A messy desk encourages a creative mind, study finds
Are you sick of home decorating shows and lifestyle magazines telling you to de-clutter your life? Would you rather just learn to live with your overflowing desk and messy shelves? If you want to get your creative juices flowing, that might actually be the best choice, according to new research.
In a study in the September issue of Psychological Science[1], Kathleen Vohs, PhD, of the University of Minnesota Carlson School of Management, found that working in a tidy room encourages people to do socially responsible, normatively “good” things like eat healthfully and give to charity. But working in a messy room seems to help them try new things and come up with creative ideas.
Vohs conducted three experiments. In the first, 34 participants spent a few minutes filling out questionnaires — half worked in a tidy room, while the other half worked in a room with books and papers strewn about. Afterward, Vohs and her colleagues asked the participants to voluntarily contribute to a charity, then offered them a choice of an apple or candy bar on the way out. The researchers found that 82 percent of the participants in the neat room donated money, versus 47 percent in the messy room. Also, 67 percent of the neat-room participants chose the apple over the chocolate, while only 20 percent of the messy-room participants made the healthy choice. So, score a win for neatness.

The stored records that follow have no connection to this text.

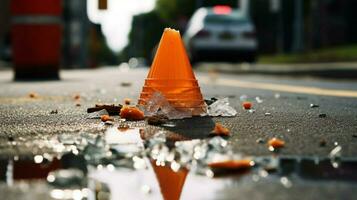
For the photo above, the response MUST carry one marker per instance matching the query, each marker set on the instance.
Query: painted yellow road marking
(280, 87)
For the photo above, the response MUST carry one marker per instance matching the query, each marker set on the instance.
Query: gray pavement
(24, 119)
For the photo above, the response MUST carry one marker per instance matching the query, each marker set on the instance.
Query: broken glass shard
(335, 156)
(221, 108)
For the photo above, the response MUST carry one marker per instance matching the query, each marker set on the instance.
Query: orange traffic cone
(171, 183)
(172, 75)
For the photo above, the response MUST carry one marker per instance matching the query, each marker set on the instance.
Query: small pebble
(260, 141)
(247, 105)
(314, 105)
(54, 112)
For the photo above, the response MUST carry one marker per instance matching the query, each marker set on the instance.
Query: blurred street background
(97, 33)
(294, 61)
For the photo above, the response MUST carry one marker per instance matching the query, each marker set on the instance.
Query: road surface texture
(309, 132)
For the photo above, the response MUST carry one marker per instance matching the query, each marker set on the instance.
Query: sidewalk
(327, 70)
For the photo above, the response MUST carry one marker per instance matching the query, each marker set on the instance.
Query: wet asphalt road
(24, 119)
(292, 119)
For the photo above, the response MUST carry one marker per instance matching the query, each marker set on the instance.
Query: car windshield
(226, 19)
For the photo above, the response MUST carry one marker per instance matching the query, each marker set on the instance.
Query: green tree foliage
(173, 10)
(144, 35)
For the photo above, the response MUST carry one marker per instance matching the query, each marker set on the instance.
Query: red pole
(36, 38)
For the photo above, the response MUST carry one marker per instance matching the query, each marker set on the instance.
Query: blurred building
(312, 24)
(75, 34)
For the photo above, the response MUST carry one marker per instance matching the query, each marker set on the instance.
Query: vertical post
(298, 26)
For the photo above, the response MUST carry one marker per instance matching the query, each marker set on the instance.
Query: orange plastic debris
(33, 95)
(232, 164)
(77, 97)
(131, 113)
(219, 129)
(105, 118)
(172, 75)
(171, 183)
(276, 143)
(247, 105)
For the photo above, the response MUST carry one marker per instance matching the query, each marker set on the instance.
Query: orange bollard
(172, 75)
(171, 183)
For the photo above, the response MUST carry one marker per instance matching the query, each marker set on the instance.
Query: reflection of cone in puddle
(171, 183)
(171, 74)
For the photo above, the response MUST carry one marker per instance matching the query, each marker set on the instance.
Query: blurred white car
(221, 33)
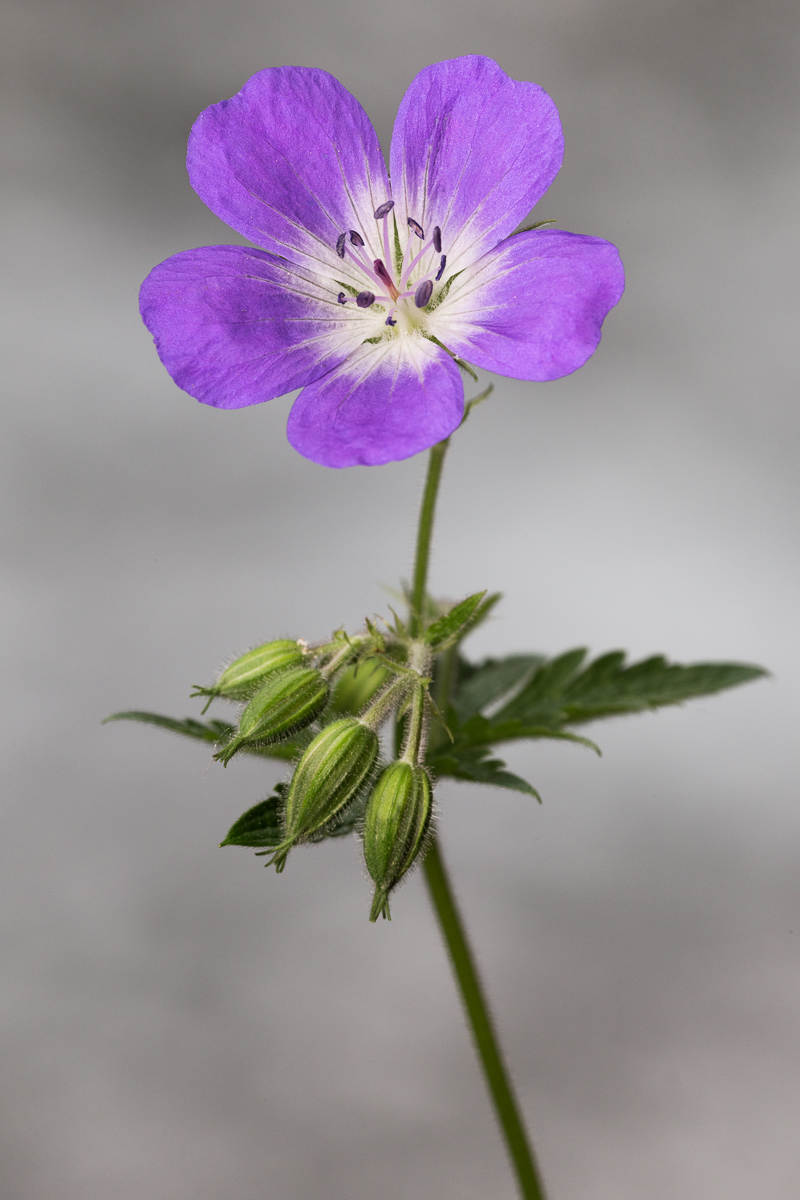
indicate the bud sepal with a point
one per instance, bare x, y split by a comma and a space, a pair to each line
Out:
330, 773
246, 675
395, 827
287, 702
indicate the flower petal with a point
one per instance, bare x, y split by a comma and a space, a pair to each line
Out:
386, 402
236, 327
471, 153
533, 309
290, 162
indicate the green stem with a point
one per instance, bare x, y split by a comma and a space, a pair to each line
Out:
477, 1014
423, 533
444, 901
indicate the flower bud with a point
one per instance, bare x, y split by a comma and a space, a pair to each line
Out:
396, 821
246, 675
330, 773
287, 702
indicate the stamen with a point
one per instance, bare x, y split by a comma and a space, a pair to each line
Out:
422, 293
385, 277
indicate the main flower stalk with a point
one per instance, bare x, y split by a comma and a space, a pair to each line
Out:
476, 1009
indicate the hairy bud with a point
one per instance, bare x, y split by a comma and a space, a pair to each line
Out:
397, 819
287, 702
330, 773
246, 675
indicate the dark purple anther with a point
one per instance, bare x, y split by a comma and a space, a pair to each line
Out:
382, 273
422, 293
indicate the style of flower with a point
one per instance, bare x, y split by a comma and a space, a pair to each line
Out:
366, 292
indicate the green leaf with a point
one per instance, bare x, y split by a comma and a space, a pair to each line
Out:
260, 826
491, 682
203, 731
452, 625
559, 693
474, 765
215, 732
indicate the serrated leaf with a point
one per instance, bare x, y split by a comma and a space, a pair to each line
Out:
260, 826
453, 624
473, 765
491, 681
560, 694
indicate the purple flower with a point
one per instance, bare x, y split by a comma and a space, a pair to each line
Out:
365, 291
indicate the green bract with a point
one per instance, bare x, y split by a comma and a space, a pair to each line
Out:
329, 774
397, 819
287, 702
244, 676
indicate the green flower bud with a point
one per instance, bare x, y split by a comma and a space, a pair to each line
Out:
287, 702
395, 825
330, 773
246, 675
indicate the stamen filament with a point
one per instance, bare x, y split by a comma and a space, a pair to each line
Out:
365, 267
410, 267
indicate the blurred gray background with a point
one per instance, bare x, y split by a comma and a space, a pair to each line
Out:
179, 1024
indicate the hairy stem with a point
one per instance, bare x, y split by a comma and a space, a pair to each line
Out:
443, 899
423, 534
477, 1014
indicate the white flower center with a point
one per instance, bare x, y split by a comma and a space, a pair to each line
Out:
395, 281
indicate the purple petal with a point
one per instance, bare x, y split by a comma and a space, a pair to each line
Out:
386, 402
471, 153
533, 309
290, 162
236, 327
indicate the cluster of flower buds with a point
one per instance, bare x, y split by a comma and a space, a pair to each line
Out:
336, 696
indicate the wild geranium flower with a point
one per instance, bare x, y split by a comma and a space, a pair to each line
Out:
370, 285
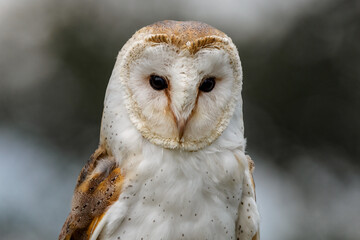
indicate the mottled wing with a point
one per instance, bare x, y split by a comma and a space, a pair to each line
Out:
98, 187
248, 221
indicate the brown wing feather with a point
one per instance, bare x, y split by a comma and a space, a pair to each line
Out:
98, 186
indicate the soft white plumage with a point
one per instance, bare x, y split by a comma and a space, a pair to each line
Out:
193, 185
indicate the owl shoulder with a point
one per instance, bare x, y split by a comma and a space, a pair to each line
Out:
98, 186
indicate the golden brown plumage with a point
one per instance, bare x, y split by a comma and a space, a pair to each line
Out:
98, 186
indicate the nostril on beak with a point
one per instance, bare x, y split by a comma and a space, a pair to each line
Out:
181, 127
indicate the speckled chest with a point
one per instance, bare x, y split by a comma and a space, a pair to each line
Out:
177, 198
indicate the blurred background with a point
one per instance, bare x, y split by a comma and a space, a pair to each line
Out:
301, 61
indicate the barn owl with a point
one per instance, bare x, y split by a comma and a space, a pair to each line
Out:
170, 162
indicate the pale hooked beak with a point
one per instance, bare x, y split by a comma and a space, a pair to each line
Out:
181, 126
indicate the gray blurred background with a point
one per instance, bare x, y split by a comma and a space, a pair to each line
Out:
301, 61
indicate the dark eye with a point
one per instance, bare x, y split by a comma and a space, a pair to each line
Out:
207, 85
157, 82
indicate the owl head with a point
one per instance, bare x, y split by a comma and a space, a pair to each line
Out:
176, 83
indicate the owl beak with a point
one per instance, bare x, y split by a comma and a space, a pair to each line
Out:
181, 127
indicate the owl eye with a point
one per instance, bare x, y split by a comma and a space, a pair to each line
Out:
157, 82
207, 85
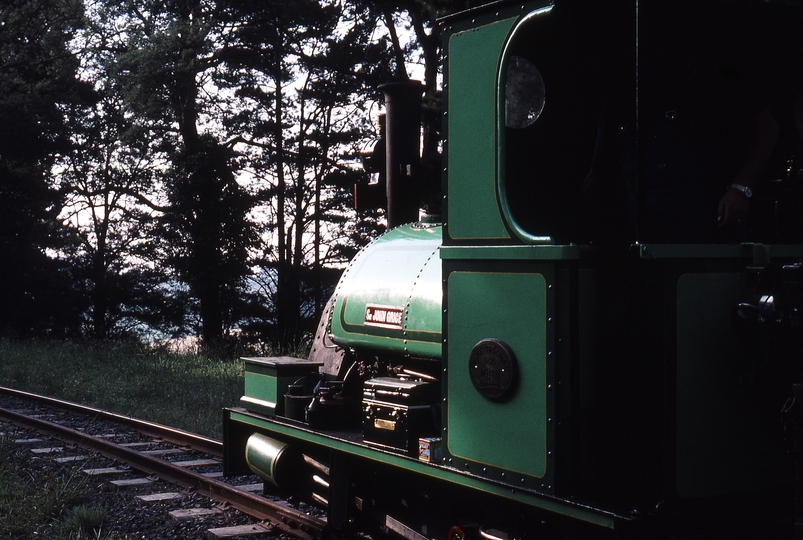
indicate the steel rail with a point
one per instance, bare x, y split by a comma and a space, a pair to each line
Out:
281, 518
166, 433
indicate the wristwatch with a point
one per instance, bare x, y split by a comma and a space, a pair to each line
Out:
744, 189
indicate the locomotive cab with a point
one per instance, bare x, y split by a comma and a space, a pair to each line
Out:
579, 350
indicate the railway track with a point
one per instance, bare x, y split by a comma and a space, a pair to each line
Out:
190, 462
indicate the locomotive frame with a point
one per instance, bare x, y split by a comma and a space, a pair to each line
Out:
510, 373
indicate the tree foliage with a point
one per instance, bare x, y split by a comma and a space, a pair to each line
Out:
184, 166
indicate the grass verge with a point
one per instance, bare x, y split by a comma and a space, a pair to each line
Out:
44, 501
186, 391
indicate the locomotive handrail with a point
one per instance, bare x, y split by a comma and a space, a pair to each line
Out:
528, 252
746, 250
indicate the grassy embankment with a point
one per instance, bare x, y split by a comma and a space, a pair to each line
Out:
186, 391
181, 390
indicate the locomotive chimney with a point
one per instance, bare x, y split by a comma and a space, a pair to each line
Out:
402, 143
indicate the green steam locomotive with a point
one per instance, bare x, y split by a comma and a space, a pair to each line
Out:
599, 333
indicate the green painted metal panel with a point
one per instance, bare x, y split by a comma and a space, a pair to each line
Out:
290, 433
390, 296
512, 308
267, 379
728, 438
473, 66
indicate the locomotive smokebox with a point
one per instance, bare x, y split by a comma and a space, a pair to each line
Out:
402, 147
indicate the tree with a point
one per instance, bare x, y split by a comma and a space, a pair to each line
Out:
169, 56
37, 79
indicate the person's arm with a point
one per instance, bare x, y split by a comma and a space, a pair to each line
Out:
734, 204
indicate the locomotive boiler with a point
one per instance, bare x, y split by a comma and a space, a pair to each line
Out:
593, 338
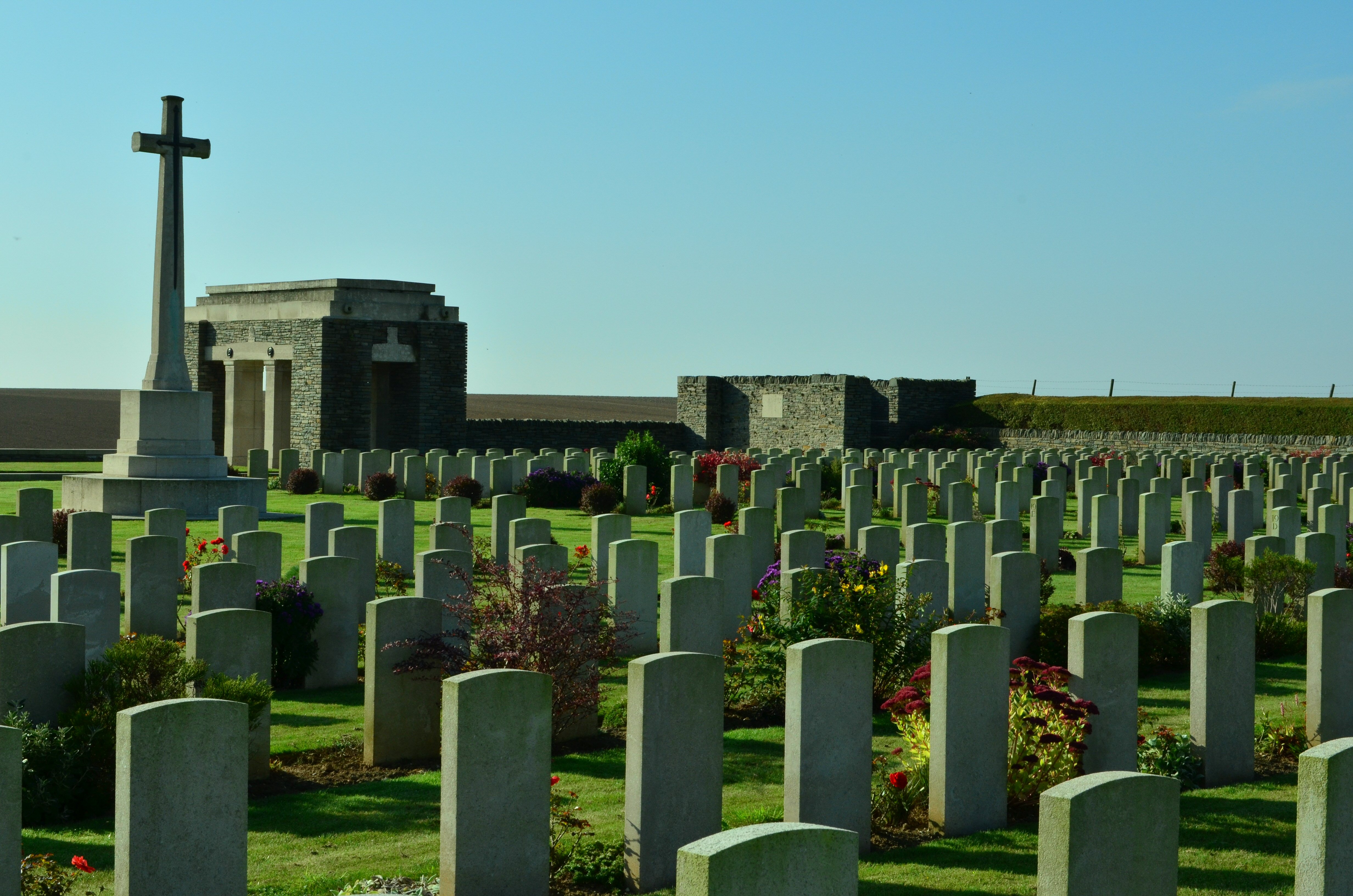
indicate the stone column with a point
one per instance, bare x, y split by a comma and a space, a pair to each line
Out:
1222, 691
496, 737
674, 763
969, 722
276, 416
1102, 657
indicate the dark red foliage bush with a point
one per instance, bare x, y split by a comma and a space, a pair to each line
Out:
465, 488
304, 481
722, 509
599, 499
381, 486
60, 530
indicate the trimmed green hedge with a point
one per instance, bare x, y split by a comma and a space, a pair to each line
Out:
1170, 415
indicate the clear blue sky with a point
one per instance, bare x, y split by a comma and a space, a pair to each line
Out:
619, 194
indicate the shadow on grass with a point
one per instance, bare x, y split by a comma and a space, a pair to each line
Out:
749, 761
1229, 824
393, 806
64, 842
604, 764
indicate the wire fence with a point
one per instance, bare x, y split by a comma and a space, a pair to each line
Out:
1141, 388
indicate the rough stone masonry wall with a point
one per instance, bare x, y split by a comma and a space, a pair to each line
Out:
822, 411
1157, 442
508, 435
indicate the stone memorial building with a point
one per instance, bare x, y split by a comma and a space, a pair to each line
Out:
820, 411
328, 365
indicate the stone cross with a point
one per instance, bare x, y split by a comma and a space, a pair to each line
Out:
167, 369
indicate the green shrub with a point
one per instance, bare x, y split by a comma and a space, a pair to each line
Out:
645, 450
250, 691
294, 618
1155, 413
1278, 581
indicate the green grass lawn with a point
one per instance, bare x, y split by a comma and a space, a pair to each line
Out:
1236, 840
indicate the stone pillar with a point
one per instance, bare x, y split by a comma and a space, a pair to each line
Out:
1182, 570
728, 558
90, 541
607, 528
674, 761
1110, 834
402, 712
155, 565
183, 765
965, 549
90, 599
1325, 819
1045, 530
244, 411
496, 744
770, 860
1099, 576
1015, 585
829, 734
276, 427
1222, 690
969, 722
692, 615
634, 591
1102, 657
237, 643
332, 580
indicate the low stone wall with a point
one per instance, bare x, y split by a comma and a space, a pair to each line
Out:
1187, 442
508, 435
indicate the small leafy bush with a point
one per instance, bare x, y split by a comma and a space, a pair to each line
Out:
599, 499
62, 530
294, 618
1225, 570
381, 486
1278, 583
1171, 756
254, 693
722, 508
643, 450
304, 481
707, 466
465, 488
550, 488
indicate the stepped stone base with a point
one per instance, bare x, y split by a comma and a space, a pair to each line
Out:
132, 497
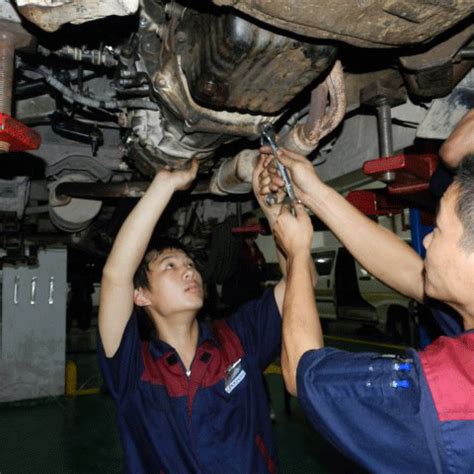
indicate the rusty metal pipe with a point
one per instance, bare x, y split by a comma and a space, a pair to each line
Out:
234, 175
7, 57
327, 109
132, 189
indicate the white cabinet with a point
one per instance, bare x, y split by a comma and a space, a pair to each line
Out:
33, 329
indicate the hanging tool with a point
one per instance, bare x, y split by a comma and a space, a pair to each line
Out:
269, 138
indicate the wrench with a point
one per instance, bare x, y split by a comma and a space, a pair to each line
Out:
269, 138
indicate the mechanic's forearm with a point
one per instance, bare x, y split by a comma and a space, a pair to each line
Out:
272, 217
132, 240
301, 325
381, 252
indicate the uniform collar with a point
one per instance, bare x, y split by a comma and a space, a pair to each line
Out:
158, 348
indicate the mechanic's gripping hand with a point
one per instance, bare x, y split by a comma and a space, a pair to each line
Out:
303, 177
294, 233
273, 210
179, 180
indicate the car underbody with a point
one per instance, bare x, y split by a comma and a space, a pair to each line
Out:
116, 90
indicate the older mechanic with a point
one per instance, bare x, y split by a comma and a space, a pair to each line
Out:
390, 414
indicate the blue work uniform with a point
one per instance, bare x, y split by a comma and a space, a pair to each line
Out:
216, 418
392, 414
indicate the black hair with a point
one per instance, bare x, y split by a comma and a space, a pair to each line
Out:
465, 205
154, 249
146, 326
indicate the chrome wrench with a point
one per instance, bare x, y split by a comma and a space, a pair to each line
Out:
269, 138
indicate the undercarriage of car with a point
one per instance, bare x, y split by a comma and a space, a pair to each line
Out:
96, 97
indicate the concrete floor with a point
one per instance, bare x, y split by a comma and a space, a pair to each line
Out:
79, 435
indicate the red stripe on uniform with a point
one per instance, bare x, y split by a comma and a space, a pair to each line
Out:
266, 455
448, 365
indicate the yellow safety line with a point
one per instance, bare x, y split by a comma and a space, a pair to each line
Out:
87, 391
367, 343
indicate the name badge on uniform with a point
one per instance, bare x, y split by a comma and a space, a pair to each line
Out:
235, 375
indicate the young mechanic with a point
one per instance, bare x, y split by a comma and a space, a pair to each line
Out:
390, 414
192, 399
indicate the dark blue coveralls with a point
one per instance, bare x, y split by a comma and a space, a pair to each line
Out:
391, 414
214, 420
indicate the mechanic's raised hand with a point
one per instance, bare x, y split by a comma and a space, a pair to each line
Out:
270, 211
294, 234
179, 180
303, 177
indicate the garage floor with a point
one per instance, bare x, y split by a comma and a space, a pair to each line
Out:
78, 435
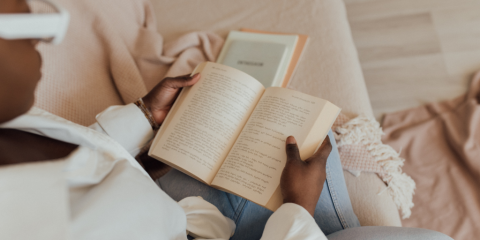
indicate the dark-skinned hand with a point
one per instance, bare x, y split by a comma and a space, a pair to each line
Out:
302, 181
160, 100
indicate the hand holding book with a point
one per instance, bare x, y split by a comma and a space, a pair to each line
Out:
229, 132
302, 181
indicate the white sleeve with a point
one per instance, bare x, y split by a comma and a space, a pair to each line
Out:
127, 125
291, 221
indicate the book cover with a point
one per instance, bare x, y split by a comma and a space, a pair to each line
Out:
289, 40
261, 60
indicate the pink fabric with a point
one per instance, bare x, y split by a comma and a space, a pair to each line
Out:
112, 55
441, 145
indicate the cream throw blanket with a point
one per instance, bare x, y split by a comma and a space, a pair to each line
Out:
115, 55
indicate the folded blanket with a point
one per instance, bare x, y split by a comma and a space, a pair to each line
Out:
441, 142
112, 55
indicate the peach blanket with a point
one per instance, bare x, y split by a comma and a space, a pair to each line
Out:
441, 145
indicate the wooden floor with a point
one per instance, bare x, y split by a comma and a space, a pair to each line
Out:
415, 51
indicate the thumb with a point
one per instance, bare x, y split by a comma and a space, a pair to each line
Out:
321, 155
182, 81
292, 149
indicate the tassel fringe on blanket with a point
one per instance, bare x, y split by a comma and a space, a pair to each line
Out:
367, 132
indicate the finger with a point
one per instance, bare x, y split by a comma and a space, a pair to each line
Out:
292, 149
182, 81
321, 155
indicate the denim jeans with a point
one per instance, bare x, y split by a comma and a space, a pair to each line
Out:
333, 212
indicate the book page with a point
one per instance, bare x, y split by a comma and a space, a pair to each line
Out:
198, 137
254, 165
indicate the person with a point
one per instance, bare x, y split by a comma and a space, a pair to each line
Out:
60, 180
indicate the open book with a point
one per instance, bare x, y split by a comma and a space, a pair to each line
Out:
229, 132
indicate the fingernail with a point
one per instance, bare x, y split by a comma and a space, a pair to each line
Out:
291, 140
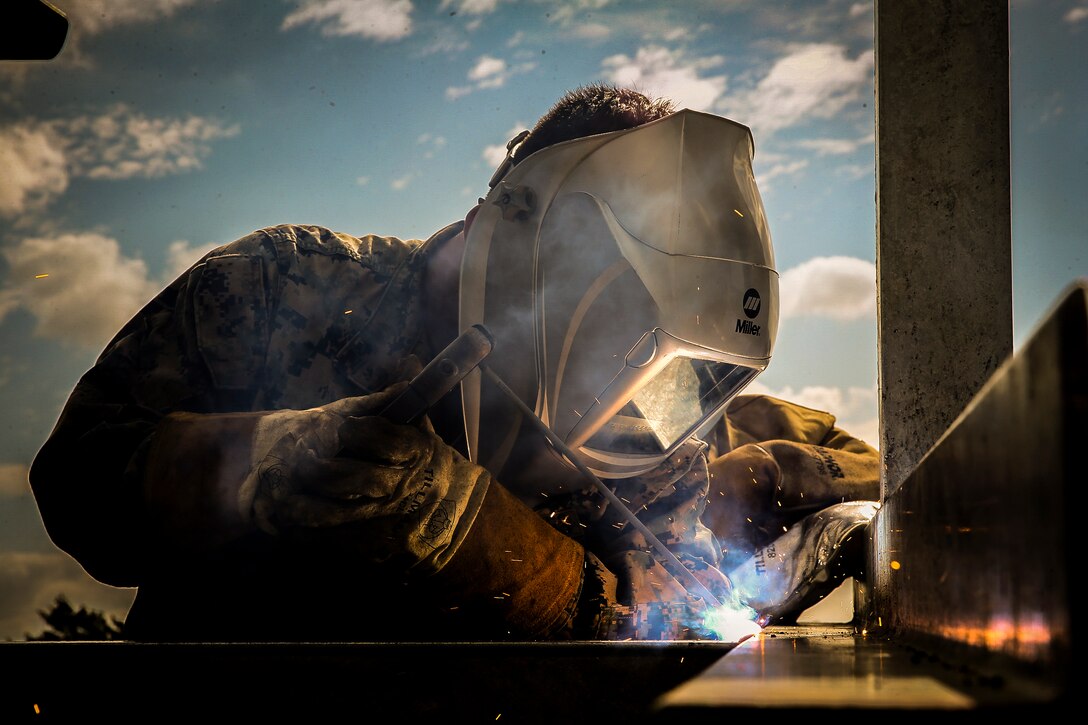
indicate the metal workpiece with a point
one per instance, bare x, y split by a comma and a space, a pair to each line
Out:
813, 670
974, 552
943, 216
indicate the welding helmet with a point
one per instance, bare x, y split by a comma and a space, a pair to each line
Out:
629, 283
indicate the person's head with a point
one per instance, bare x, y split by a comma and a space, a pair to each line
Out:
589, 110
618, 245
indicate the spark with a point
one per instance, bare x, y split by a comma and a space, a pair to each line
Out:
732, 622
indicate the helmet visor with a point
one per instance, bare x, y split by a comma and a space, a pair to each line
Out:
650, 408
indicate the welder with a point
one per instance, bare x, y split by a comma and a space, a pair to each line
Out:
229, 456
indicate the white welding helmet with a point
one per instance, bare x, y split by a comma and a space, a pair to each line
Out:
629, 282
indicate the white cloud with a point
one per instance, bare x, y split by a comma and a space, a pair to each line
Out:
835, 146
660, 72
1076, 14
40, 159
181, 256
839, 287
402, 183
813, 81
487, 72
855, 408
478, 7
32, 581
485, 68
378, 20
79, 287
860, 9
13, 481
125, 144
35, 170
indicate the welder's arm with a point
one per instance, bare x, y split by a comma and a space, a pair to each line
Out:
783, 462
344, 480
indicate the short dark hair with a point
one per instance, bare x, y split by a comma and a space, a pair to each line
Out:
597, 108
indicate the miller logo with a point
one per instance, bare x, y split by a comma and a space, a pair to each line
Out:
751, 305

But in the next experiment, the researchers asked 48 participants to come up with novel uses for a pingpong ball. Again, half the participants worked in a messy room and half in a neat room. The participants thought up the same number of ideas, but a panel of independent raters rated the messy-room participants’ ideas as significantly more creative.
Finally, Vohs and her colleagues told 188 participants that they were studying menu preferences for a nearby snack bar. The researchers asked the participants — again, half in a neat room and half in a messy room — to choose a health, wellness or vitamin “boost” for a smoothie. Some of the boosts were labeled “new” and others “classic.” The researchers found that people in the neat room were more likely to choose the health boost labeled “classic,” and people in the messy room were more likely to choose the health boost labeled “new.”